Annex 1 – relevant claims of the 181 patent
In addition to claim 1, the relevant claims of the 181 patent are:
2. The dosage form of claim 1 comprising 2.5mg of the compound in unit dosage form.
3. The dosage form of claim 1 comprising 5mg of the compound in unit dosage form.
6. The dosage form of any of claims 1 through 3 for use in treating a condition where inhibition of PDE5 is desirable.
7. The dosage form of claim 6 wherein the condition is a sexual dysfunction.
10. Use of a unit dose containing 1 to 5 mg of a compound having the structure [of tadalafil] for the manufacture of a medicament for administration up to a maximum total dose of 5 mg of said compound per day in a method of treating sexual dysfunction in a patient in need thereof.

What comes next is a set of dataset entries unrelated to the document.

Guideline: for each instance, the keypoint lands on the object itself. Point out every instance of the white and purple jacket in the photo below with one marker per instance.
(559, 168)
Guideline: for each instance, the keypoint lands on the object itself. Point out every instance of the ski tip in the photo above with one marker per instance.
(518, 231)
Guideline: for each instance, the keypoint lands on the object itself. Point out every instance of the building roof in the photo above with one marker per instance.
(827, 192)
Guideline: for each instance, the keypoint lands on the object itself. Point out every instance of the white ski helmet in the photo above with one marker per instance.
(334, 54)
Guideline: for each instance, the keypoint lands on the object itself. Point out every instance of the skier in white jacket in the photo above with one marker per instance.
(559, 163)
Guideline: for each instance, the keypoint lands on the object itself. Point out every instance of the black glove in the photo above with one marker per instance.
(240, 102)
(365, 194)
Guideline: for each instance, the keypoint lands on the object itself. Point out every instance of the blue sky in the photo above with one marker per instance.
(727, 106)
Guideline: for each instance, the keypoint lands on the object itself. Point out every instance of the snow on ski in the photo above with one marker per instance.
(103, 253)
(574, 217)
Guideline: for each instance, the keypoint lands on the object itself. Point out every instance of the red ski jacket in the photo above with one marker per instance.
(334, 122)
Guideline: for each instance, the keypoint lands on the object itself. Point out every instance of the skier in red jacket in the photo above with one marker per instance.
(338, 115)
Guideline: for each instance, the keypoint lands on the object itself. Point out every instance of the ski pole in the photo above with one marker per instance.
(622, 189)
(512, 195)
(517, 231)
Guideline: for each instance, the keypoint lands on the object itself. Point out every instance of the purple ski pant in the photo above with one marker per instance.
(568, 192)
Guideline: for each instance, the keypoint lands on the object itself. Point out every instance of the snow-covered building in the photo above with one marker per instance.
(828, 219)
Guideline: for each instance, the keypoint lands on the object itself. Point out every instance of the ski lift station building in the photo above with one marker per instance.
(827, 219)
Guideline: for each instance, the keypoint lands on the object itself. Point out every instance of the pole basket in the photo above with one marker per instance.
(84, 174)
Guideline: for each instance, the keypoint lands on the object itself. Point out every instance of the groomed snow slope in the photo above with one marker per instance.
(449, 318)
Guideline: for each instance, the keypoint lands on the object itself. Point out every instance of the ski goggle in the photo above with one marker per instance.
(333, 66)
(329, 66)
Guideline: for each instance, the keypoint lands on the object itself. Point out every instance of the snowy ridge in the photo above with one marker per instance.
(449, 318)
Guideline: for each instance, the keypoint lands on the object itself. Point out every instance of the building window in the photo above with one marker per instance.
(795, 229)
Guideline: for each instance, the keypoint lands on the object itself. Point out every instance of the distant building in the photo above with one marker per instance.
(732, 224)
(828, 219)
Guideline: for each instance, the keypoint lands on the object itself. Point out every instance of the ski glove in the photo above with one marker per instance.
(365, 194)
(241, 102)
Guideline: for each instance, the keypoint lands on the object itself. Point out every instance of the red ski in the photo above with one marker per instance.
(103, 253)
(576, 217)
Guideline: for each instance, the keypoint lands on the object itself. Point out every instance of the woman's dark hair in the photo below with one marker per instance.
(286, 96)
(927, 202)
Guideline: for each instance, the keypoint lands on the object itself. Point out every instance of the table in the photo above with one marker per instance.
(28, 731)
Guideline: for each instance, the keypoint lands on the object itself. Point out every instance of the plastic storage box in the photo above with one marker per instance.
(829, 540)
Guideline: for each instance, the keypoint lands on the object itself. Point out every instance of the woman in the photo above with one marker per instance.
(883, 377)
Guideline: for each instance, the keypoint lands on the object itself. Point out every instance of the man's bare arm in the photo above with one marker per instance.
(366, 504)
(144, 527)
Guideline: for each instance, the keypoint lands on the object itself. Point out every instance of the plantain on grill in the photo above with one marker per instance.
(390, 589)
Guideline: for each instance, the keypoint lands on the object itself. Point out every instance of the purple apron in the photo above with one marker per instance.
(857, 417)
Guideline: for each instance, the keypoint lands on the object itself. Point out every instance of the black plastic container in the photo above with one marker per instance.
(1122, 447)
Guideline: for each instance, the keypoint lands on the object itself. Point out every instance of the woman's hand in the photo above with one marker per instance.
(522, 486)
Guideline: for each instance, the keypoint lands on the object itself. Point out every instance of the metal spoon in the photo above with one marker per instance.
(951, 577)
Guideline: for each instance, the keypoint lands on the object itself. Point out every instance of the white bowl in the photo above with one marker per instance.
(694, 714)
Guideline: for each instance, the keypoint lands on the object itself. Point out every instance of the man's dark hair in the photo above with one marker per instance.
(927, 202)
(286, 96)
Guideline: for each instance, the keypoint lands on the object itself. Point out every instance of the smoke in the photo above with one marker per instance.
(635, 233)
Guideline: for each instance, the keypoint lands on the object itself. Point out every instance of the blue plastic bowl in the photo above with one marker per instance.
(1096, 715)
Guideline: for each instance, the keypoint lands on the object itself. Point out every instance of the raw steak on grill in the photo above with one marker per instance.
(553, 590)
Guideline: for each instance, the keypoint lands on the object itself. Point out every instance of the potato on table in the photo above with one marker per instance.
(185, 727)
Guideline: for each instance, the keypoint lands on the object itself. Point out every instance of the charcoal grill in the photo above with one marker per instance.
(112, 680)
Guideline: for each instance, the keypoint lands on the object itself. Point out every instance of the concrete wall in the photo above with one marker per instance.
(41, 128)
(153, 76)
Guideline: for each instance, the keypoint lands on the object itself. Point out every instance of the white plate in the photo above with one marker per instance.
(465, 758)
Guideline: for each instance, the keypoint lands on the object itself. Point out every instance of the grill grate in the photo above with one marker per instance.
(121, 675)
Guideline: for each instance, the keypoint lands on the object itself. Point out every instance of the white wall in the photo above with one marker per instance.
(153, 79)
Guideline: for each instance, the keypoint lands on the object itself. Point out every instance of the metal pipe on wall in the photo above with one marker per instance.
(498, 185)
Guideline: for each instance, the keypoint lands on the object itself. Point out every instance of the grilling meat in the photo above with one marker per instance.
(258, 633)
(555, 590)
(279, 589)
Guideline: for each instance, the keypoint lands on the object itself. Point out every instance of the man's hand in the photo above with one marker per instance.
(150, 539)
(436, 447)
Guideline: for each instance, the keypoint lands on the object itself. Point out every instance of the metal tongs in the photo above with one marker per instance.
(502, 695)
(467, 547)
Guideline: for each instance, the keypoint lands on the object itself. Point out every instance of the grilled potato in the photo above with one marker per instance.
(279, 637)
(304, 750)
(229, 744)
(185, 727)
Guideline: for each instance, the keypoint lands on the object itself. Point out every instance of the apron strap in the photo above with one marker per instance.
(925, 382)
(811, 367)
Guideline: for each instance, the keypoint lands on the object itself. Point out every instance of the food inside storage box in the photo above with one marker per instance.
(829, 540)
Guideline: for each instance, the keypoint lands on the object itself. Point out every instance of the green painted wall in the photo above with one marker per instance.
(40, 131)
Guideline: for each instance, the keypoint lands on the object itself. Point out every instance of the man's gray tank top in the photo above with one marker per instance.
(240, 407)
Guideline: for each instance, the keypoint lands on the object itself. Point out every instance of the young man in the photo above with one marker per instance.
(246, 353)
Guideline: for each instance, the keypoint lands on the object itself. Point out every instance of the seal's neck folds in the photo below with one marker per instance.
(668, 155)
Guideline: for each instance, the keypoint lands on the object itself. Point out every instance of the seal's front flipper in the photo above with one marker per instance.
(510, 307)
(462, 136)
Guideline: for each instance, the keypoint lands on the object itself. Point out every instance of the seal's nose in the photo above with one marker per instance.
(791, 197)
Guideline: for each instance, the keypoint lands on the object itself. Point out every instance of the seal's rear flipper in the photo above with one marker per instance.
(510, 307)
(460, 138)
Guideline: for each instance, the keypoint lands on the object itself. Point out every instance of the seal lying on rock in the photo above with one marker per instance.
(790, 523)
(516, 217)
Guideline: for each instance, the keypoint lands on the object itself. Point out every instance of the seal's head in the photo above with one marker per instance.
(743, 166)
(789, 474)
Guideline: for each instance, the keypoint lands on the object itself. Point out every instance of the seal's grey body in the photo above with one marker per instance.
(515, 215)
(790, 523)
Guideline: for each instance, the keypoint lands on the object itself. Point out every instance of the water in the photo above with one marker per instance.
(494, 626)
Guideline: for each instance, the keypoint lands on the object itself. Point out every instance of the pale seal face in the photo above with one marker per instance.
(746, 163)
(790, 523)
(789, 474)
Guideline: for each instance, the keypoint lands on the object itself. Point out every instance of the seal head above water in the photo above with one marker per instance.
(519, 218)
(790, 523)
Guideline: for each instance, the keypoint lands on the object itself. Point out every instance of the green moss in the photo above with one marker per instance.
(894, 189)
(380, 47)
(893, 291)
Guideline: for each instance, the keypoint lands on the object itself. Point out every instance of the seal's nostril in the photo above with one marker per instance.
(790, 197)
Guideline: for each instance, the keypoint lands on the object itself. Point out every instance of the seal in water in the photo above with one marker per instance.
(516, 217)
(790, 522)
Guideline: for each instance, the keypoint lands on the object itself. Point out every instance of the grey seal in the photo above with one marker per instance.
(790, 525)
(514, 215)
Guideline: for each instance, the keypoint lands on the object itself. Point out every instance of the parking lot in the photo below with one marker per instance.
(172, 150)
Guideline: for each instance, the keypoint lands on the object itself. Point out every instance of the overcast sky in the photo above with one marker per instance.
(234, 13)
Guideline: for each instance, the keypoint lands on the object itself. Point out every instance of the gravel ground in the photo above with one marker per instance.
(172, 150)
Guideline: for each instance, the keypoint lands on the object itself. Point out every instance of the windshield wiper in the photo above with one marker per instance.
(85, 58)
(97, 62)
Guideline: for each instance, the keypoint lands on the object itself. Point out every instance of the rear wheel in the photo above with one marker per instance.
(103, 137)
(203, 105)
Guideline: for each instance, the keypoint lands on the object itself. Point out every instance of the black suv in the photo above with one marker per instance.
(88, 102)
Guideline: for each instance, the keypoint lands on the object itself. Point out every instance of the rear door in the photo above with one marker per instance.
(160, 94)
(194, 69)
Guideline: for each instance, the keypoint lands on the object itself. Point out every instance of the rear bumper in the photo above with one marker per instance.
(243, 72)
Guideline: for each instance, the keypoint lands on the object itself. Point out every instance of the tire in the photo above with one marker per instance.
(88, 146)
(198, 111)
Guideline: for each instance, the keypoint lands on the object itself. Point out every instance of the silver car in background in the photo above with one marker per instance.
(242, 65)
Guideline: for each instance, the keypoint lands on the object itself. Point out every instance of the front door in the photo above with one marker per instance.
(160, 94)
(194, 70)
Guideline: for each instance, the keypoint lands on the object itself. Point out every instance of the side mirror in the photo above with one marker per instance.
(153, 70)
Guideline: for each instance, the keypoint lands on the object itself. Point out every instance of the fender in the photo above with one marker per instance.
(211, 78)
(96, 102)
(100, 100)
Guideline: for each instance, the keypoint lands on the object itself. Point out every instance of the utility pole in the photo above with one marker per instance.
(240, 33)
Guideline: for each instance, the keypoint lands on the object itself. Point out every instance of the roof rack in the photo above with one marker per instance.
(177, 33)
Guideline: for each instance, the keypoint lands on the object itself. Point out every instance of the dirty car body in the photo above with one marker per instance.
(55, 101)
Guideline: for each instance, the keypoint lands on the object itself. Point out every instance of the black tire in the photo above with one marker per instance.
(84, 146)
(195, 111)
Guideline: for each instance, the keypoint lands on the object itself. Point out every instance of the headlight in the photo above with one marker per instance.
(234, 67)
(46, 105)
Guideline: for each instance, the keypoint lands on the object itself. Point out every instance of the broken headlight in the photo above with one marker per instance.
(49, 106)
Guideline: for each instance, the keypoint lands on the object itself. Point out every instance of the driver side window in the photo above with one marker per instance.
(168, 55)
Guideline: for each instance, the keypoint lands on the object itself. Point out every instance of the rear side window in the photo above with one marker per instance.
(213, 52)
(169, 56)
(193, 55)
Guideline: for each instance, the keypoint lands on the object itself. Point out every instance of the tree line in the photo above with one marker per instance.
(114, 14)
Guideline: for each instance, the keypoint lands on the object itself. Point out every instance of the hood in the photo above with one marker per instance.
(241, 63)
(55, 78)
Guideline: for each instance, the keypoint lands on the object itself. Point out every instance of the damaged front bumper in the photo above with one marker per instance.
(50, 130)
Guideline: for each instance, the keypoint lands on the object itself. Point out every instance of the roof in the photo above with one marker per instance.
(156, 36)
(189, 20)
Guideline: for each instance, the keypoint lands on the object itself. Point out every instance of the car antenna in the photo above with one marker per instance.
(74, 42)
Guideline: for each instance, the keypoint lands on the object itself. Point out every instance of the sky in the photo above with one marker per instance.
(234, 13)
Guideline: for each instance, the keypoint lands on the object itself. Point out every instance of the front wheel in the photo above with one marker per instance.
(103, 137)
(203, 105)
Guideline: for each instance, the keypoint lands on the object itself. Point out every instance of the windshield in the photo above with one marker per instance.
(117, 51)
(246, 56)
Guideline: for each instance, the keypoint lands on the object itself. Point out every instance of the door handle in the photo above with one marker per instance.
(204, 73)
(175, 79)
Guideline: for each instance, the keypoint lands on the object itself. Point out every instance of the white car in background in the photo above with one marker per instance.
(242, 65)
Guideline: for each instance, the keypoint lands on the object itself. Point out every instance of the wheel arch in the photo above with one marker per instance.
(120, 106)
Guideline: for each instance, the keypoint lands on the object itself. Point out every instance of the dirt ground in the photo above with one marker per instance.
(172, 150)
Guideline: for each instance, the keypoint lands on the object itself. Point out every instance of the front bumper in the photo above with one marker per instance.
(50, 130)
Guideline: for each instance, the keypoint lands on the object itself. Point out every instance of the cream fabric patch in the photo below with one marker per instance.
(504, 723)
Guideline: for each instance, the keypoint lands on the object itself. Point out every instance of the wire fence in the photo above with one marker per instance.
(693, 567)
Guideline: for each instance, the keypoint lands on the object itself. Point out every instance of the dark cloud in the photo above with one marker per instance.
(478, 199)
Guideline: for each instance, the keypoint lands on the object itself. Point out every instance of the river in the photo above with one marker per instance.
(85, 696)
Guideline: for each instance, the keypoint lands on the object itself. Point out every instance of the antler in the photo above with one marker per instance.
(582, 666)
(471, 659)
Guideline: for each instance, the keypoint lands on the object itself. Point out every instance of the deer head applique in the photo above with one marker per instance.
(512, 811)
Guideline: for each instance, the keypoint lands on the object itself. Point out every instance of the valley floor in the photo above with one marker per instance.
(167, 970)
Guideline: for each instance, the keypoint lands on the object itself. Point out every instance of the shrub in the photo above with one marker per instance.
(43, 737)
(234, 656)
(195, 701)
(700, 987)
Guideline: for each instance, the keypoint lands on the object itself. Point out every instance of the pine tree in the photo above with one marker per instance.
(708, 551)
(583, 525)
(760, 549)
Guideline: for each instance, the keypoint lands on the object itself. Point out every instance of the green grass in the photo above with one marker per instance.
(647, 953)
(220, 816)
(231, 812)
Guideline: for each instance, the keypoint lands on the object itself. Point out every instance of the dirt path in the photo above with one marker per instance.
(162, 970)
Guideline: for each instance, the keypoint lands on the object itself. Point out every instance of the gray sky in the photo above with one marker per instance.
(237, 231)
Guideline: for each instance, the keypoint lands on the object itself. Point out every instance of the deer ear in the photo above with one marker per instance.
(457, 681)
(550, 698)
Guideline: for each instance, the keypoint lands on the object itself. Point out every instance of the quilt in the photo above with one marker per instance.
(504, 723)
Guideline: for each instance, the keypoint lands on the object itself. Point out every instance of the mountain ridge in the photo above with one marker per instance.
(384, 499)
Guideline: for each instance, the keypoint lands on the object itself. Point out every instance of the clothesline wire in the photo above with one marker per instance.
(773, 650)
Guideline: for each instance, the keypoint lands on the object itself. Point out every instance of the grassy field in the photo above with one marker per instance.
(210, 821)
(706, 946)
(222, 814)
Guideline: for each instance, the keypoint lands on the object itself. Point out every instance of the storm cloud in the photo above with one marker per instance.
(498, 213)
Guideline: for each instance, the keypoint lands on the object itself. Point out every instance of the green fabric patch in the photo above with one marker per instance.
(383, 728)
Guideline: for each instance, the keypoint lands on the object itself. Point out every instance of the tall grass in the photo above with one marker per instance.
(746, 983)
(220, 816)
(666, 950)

12. The use of Claim 10 or 11, wherein the unit dose contains 2.5 mg of the compound.
13. The use of Claim 10 or 11, wherein the unit dose contains 5 mg of the compound.
Annex 2 – relevant claims of the 092 patent
2. The free drug particulate form of claim 1 wherein at least 90% of the particles have a particle size of less than about 25 microns.
3. The free drug particulate form of claim 1 wherein at least 90% of the particles have a particle size of less than about 15 microns.
4. The free drug particulate form of claim 1 wherein at least 90% of the particles have a particle size of less than about 10 microns.
8. A pharmaceutical composition comprising:
(a) a free drug form of a compound having the formula of [tadalafil] and pharmaceutically-acceptable salts and solvates thereof, in which the compound is present as solid particles not intimately embedded in a polymeric co-precipitate; and
(b) one or more pharmaceutically-acceptable carriers, diluents, or, excipients.
wherein the composition exhibits a Cmax of 180 to 280 micrograms/litre or an AUC (0-24) of 2280 to 3560 microgram hour/litre, measured using a 10 milligram dose of the compound.
9. The composition of claim 8 wherein the composition exhibits a Cmax of about 180 to about 280 micrograms/litre and an AUC (0-24) of 2280 to 3560 microgram.hour/litre.
12. A free drug particulate form according to any one of claims 1 to 4 for use in a method of treatment.
13. Use of particles of a free drug particulate form according to any one of claims 1 to 4 or a pharmaceutical composition according to any one of claims 5 to 7 for the manufacture of a medicament for the treatment of sexual dysfunction.
14. The use of claim 13 wherein the sexual dysfunction is male erectile dysfunction.
15. The use of claim 13 wherein the sexual dysfunction is female sexual arousal disorder.
16. Use of a pharmaceutical composition according to claim 8 or 9 for the manufacture of a medicament for the treatment sexual dysfunction.